PicSlide uses a table that lets you choose a picture to play with. For each picture it shows a thumbnail. When the thumbnails are loaded from the application’s resources, you don’t have to be too concerned with image loading time.However, when I load those thumbnails from the web, as I do now with the Magic Panda, scrolling the table can become extremely slow.

Previously, I was loading the thumbnail directly from my table data source’s cellForRowAtIndexPath: method.

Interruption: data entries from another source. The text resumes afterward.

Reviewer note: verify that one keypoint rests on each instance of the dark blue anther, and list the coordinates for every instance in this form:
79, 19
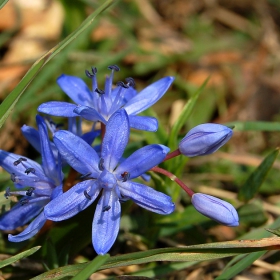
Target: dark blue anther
114, 67
125, 176
30, 191
106, 208
7, 193
29, 170
87, 195
101, 164
99, 91
17, 162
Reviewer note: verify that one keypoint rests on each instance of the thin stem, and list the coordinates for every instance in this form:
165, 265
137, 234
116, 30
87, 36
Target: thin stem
172, 155
173, 178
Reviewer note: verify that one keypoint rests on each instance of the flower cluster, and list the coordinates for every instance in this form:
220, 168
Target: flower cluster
105, 173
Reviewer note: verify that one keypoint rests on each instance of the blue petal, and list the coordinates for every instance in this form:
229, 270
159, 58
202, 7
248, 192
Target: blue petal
115, 139
48, 161
148, 96
7, 162
20, 215
31, 230
147, 197
143, 123
105, 226
216, 209
89, 113
58, 108
32, 136
76, 89
142, 160
78, 154
72, 202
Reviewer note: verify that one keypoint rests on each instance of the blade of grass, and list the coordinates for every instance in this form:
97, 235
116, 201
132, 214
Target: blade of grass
91, 267
8, 104
19, 256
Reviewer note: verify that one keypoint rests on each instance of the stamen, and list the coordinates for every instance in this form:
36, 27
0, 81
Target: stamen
87, 195
30, 191
99, 91
114, 67
7, 193
106, 208
17, 162
91, 74
24, 201
130, 82
125, 176
122, 84
85, 175
13, 177
29, 170
101, 164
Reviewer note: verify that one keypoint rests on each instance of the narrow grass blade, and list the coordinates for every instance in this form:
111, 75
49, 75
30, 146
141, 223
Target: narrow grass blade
19, 256
201, 252
91, 267
8, 104
255, 180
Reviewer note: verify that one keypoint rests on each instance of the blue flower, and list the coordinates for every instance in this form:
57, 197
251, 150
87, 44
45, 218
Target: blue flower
216, 209
107, 175
204, 139
100, 105
44, 182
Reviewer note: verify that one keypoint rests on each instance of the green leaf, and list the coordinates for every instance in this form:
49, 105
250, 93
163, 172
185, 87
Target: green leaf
186, 112
10, 101
240, 266
255, 180
91, 267
19, 256
255, 126
201, 252
3, 3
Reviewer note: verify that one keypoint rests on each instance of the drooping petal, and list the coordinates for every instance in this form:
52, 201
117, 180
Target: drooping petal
147, 197
115, 139
70, 203
216, 209
76, 89
20, 215
148, 96
143, 123
76, 152
106, 222
58, 108
7, 161
32, 136
142, 160
204, 139
31, 230
48, 160
89, 113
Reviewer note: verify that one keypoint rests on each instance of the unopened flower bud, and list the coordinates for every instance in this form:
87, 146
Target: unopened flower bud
216, 209
204, 139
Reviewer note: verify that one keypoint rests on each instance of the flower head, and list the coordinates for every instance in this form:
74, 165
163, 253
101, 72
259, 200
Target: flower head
107, 174
44, 182
216, 209
100, 105
204, 139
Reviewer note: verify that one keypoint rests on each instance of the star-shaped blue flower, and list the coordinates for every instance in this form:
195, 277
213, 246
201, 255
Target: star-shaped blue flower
44, 182
107, 176
100, 105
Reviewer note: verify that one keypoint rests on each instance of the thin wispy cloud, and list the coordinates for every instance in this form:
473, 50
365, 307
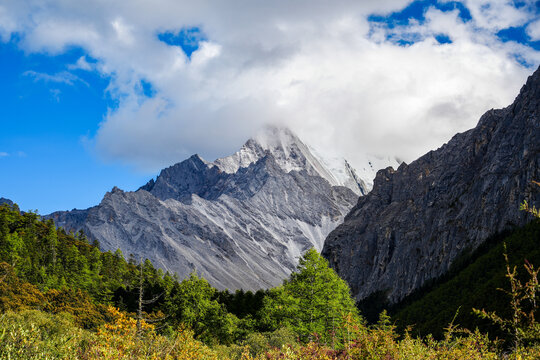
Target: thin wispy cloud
62, 77
350, 76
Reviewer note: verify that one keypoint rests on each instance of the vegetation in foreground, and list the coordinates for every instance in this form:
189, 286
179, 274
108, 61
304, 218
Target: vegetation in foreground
62, 298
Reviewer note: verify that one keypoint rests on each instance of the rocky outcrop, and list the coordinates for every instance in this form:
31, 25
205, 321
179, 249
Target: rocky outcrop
419, 218
6, 201
241, 221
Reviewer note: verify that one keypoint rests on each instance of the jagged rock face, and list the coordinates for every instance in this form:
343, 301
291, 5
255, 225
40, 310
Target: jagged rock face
6, 201
241, 222
419, 218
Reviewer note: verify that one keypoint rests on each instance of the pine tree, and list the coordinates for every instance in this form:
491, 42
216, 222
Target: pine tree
314, 301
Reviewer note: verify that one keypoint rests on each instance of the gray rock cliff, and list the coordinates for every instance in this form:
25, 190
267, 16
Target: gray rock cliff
420, 217
241, 221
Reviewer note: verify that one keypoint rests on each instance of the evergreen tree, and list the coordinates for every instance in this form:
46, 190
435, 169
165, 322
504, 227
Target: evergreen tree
313, 301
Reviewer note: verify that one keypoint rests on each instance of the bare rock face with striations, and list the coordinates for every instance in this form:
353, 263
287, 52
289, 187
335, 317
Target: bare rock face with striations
241, 221
419, 218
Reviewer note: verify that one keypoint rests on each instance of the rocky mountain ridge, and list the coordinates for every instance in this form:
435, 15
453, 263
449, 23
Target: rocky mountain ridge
419, 218
241, 221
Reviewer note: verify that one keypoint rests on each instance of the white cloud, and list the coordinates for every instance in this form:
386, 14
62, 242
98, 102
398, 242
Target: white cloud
312, 65
60, 77
500, 14
533, 30
82, 64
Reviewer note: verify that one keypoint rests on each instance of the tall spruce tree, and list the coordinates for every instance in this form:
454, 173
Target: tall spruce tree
314, 301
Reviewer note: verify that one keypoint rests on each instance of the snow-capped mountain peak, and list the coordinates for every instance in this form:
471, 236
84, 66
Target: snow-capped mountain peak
291, 154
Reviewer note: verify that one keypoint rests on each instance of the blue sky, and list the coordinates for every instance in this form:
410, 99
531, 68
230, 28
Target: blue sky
103, 98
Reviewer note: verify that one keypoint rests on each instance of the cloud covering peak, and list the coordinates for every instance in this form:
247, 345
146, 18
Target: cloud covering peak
324, 69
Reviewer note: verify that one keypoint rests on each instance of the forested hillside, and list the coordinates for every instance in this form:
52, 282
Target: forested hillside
63, 298
475, 284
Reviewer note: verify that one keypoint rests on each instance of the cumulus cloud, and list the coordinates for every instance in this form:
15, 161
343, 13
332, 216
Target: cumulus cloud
318, 67
533, 30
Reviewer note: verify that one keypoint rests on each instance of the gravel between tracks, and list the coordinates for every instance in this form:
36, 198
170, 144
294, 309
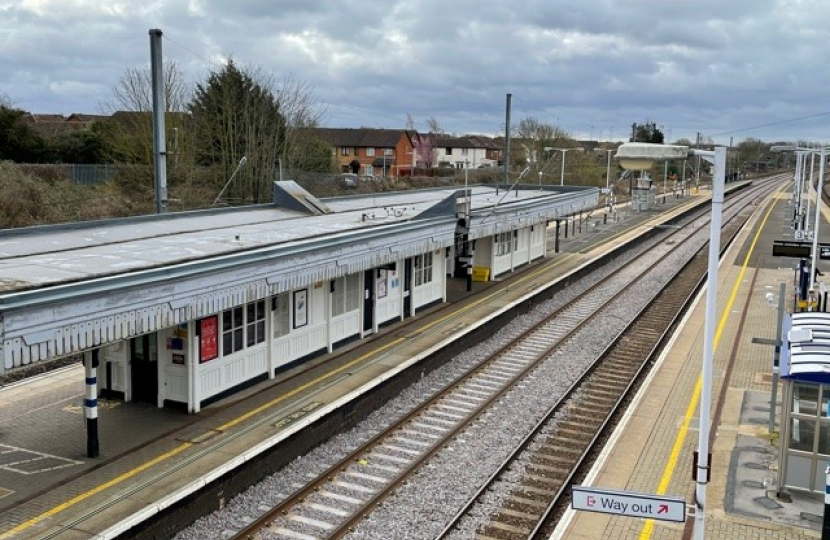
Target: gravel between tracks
422, 507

- (UITableViewCell *)tableView:(UITableView *)tableView cellForRowAtIndexPath:(NSIndexPath *)indexPath {
    static NSString *CellIdentifier = @"tvCell";

    UITableViewCell *cell = [tableView dequeueReusableCellWithIdentifier:CellIdentifier];
    if (cell == nil) {
        [[NSBundle mainBundle] loadNibNamed:@"tvCell" owner:self options:nil];
        cell = tvCell;
        self.tvCell = nil;
    }
    NSString *url = [picUrls objectAtIndex: indexPath.row];
    UIImageView *img = (UIImageView*)[cell viewWithTag: 2];
    img.image = [UIImage imageWithData: [NSData dataWithContentsOfURL:[NSURL URLWithString: url]]];
}

If you don’t have too many rows, a NSMutableDictionary makes a quick & easy image cache. I simply added one method to implement image caching:

NSMutableDictonary *imageCache;

- (UIImage *)getCachedImage: (NSString*)url
{
    UIImage* theImage = [imageCache objectForKey:url];
    if ((nil != theImage) && [theImage isKindOfClass:[UIImage class]]) {
        return theImage;
    }
    else {
        theImage = [UIImage imageWithData: [NSData dataWithContentsOfURL:[NSURL URLWithString: url]]];
        [imageCache setObject:theImage forKey:url];
        return theImage;
    }
}

When I load my table, I now call getCachedImage rather than fetching the image directly.